Потом я начал предвидеть бури, большую их часть я чувствовал задолго до начала, так что Пределье почти не страдало от разрушений. Но когда особенно жестокая буря разразилась ночью, пока я спал, она оказалась опустошительной — в Городе башен погибло около пятидесяти оплотов и куда больше в маленьких скоплениях по всей стране. Из-за столь резкого пробуждения я едва сумел с ней справиться.

Паоло признался, что после ее окончания я кричал страшнее, чем когда мне снились кошмары в Вердильоне. Минули почти полные сутки, прежде чем я пришел в себя.

С того дня я поставил охранника у своей двери, единственной задачей которого было будить меня, если начнется буря. Одиноки полагали это высочайшей почестью, какая только может быть им оказана, так что я сохранил эту должность, даже когда научился чувствовать зарождавшиеся бури по ночам, словно опытный воин, который сквозь сон слышит подкрадывающегося врага. Или, может, я больше по-настоящему и не спал.

Хотя бури пугали Роксану еще больше, чем колдовство или тюрьма, она предложила позволять некоторым из них проходить своим чередом в надежде, что в конце концов они прекратятся сами.
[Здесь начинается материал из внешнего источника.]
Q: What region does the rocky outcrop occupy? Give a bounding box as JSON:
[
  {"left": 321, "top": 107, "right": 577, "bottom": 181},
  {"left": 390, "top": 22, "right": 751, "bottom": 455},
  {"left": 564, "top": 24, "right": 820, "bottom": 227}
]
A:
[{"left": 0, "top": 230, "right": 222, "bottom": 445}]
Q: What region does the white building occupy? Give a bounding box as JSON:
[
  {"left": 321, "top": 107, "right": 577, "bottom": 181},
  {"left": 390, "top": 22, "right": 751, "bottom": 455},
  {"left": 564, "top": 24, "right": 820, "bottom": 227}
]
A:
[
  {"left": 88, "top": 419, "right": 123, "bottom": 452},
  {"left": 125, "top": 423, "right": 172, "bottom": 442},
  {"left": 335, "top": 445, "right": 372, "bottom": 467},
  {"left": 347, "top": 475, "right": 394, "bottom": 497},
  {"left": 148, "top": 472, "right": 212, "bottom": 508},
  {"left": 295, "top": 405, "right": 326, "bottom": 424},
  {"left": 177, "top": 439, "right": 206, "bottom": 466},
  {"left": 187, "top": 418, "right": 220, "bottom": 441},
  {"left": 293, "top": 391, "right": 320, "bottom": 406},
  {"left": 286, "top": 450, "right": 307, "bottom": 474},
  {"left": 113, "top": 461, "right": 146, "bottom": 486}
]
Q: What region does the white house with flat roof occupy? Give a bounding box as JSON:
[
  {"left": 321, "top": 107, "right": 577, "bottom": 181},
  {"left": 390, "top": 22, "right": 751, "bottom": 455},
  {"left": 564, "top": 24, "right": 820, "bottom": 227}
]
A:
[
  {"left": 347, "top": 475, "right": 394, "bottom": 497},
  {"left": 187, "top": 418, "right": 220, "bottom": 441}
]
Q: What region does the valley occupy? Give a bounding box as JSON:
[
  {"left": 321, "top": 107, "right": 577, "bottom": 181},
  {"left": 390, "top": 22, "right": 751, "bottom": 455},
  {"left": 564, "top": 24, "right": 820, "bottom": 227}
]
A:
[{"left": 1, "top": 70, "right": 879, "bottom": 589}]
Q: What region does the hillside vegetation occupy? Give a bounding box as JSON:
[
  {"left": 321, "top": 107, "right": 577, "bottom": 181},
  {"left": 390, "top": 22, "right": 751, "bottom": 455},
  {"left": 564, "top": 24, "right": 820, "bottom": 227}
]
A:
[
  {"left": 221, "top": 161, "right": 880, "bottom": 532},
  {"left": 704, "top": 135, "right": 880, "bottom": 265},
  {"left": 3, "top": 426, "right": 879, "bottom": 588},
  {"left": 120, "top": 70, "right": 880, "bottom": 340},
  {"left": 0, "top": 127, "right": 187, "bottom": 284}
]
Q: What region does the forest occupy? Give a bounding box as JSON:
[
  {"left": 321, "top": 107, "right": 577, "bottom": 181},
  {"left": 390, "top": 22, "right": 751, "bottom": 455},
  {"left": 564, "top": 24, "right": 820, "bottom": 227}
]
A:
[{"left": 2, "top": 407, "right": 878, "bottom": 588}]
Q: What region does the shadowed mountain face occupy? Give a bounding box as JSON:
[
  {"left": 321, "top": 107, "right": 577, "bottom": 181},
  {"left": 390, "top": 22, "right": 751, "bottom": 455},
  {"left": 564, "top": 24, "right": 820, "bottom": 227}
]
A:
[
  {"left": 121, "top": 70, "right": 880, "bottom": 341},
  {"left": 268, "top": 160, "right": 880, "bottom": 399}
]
Паоло уговаривал меня покинуть Пределье до тех пор, пока они снова не стихнут. Я отказался от обоих предложений. Теперь, когда у одиноков были сады и солнечные камни, телеги и печи для обжига, я не мог допустить разрушений, не говоря уже о потерях среди людей. А поскольку бури случались и тогда, когда меня еще не было в Пределье, не было причин надеяться, что они прекратятся, когда я уйду. Кроме того, мне хотелось добиться ответов у Истока и оставить одиноков способными позаботиться о себе, чтобы ответственность не терзала меня.

Через четыре или пять недель после того, как бури начались снова, сильнейший огненный шторм обрушился как раз в тот вечер, когда мы собрались навестить отдаленное поселение. После него я полдня пролежал в беспамятстве. Паоло предложил отложить путешествие, пока я не отдохну, но я и слышать об этом не хотел. Мы доставляли людям солнечные камни.
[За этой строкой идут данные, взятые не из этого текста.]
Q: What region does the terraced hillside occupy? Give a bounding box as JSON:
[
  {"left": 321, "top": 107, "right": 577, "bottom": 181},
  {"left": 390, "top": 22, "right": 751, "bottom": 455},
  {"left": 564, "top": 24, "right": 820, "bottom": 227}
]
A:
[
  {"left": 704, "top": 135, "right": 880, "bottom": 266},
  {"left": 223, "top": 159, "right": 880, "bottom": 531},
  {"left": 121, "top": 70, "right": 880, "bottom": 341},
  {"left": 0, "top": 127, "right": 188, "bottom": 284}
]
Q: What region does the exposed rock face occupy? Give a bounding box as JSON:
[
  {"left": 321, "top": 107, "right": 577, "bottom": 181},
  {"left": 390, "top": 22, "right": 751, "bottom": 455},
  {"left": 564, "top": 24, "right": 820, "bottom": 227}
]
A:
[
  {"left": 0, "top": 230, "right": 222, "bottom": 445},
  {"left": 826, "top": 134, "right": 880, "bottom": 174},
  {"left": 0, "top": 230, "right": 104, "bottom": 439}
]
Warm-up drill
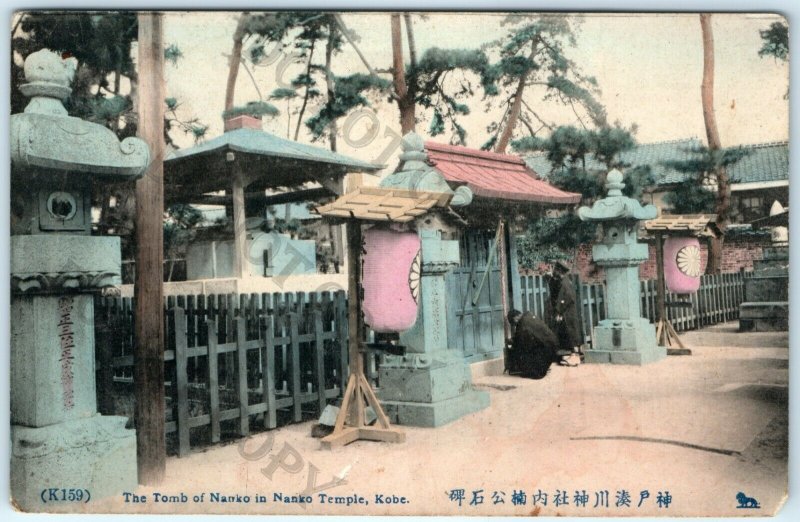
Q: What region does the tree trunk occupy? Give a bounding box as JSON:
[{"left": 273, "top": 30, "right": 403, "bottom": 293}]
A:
[
  {"left": 494, "top": 44, "right": 536, "bottom": 154},
  {"left": 224, "top": 15, "right": 248, "bottom": 113},
  {"left": 391, "top": 13, "right": 415, "bottom": 134},
  {"left": 325, "top": 19, "right": 338, "bottom": 151},
  {"left": 494, "top": 74, "right": 528, "bottom": 153},
  {"left": 294, "top": 41, "right": 316, "bottom": 141},
  {"left": 403, "top": 13, "right": 417, "bottom": 68},
  {"left": 700, "top": 14, "right": 722, "bottom": 151},
  {"left": 700, "top": 13, "right": 727, "bottom": 273}
]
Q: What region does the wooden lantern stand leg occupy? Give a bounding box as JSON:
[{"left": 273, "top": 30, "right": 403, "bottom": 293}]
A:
[
  {"left": 321, "top": 221, "right": 405, "bottom": 449},
  {"left": 655, "top": 232, "right": 692, "bottom": 356}
]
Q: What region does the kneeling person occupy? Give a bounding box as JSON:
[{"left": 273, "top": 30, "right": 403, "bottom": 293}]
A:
[{"left": 506, "top": 310, "right": 559, "bottom": 379}]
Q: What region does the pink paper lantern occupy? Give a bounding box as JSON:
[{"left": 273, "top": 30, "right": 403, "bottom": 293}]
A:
[
  {"left": 663, "top": 236, "right": 703, "bottom": 293},
  {"left": 362, "top": 229, "right": 421, "bottom": 332}
]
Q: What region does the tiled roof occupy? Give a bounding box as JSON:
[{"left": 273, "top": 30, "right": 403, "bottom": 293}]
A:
[
  {"left": 424, "top": 141, "right": 581, "bottom": 204},
  {"left": 525, "top": 139, "right": 789, "bottom": 187},
  {"left": 728, "top": 142, "right": 789, "bottom": 184}
]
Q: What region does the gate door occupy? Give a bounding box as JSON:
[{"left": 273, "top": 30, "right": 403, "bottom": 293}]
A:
[{"left": 445, "top": 229, "right": 506, "bottom": 361}]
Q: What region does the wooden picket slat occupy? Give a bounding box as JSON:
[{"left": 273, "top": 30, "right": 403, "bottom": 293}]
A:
[
  {"left": 235, "top": 316, "right": 250, "bottom": 437},
  {"left": 289, "top": 313, "right": 302, "bottom": 423}
]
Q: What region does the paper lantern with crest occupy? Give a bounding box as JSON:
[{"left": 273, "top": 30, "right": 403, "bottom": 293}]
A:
[
  {"left": 362, "top": 228, "right": 421, "bottom": 332},
  {"left": 664, "top": 236, "right": 703, "bottom": 293}
]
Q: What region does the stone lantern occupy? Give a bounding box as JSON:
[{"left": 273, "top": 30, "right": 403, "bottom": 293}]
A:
[
  {"left": 577, "top": 169, "right": 666, "bottom": 365},
  {"left": 375, "top": 133, "right": 489, "bottom": 427},
  {"left": 10, "top": 49, "right": 150, "bottom": 508}
]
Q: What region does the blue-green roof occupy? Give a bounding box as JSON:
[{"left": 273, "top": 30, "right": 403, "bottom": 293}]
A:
[
  {"left": 166, "top": 128, "right": 381, "bottom": 173},
  {"left": 525, "top": 139, "right": 788, "bottom": 186}
]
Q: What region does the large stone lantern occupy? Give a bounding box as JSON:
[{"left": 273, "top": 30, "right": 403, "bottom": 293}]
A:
[
  {"left": 577, "top": 169, "right": 666, "bottom": 365},
  {"left": 10, "top": 49, "right": 150, "bottom": 509},
  {"left": 375, "top": 133, "right": 489, "bottom": 426}
]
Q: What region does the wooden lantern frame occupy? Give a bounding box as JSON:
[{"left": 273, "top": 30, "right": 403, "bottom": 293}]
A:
[{"left": 314, "top": 187, "right": 453, "bottom": 449}]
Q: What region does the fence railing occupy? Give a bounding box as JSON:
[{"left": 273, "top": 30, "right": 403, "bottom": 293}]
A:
[
  {"left": 519, "top": 272, "right": 747, "bottom": 346},
  {"left": 95, "top": 291, "right": 356, "bottom": 456}
]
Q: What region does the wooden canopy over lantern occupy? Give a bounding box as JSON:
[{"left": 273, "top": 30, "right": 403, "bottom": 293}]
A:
[
  {"left": 314, "top": 186, "right": 452, "bottom": 223},
  {"left": 644, "top": 214, "right": 722, "bottom": 238},
  {"left": 644, "top": 214, "right": 721, "bottom": 354},
  {"left": 314, "top": 186, "right": 451, "bottom": 449}
]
Мы покинули Город башен сразу после того, как зажглись огни, и вскоре уже шли по малонаселенной местности. Погода разбушевалась: густые пурпурно-черные облака клубились в небе. Дул сильный ветер, и ледяная крупа грозила освежевать нас или, по крайней мере, стереть без остатка те выступающие части лица, которые мы оставили незащищенными.
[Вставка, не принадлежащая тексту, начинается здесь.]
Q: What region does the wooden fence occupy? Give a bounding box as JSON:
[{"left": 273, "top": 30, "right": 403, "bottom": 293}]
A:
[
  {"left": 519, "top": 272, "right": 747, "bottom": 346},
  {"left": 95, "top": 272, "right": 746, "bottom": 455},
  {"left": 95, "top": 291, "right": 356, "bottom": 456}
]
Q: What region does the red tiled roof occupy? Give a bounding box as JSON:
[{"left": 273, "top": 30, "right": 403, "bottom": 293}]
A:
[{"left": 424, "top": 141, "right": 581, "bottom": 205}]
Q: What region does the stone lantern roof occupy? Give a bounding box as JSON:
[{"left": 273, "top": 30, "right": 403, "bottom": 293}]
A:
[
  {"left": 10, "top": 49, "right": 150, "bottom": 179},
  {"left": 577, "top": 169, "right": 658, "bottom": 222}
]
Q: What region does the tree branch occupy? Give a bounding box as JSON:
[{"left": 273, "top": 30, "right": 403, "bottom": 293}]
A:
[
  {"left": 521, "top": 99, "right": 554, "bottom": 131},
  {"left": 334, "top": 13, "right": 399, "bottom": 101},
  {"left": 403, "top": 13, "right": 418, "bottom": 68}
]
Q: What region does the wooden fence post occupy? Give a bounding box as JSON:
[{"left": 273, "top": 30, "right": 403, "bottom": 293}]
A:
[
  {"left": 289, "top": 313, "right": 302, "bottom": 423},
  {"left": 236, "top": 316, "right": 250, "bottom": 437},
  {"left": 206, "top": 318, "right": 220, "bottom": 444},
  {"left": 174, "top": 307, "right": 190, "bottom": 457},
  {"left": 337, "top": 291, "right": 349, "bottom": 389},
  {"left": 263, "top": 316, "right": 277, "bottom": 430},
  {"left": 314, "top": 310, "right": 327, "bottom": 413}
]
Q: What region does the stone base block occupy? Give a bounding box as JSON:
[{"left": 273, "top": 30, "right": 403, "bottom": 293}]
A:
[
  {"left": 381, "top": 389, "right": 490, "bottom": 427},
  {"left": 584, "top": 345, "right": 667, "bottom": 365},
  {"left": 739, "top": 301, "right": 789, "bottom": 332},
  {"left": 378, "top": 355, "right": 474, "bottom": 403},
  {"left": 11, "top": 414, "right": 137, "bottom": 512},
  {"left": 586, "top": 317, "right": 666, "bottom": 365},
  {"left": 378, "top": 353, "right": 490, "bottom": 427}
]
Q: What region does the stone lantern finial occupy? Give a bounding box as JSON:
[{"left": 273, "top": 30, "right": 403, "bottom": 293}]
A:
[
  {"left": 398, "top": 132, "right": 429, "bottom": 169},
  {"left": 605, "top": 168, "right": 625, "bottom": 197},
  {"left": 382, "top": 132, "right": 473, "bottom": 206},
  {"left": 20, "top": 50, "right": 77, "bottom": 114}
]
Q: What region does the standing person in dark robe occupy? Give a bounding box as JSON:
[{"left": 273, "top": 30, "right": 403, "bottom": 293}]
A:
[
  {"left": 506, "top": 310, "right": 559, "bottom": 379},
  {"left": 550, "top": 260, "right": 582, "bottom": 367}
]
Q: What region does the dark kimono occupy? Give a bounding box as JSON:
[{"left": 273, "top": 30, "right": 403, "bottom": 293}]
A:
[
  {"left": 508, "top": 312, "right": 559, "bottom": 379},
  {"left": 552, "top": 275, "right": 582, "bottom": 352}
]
Во время нашего первого привала я скорчился с подветренной стороны скалы, пока Паоло, Вроун и остальные ели. Даже после того, как передышка закончилась, я не смог заставить себя пошевелиться. Мои конечности словно налились свинцом.

— Они пожирают тебя, так ведь?

Паоло присел на мерзлую грязь рядом со мной. Я даже не слышал, как он подошел.

— Что ты имеешь в виду?

Он протянул мне кусок сладковатого хлеба из таппы. Я покачал головой и плотнее запахнул плащ, когда порыв ветра хлестнул над камнями.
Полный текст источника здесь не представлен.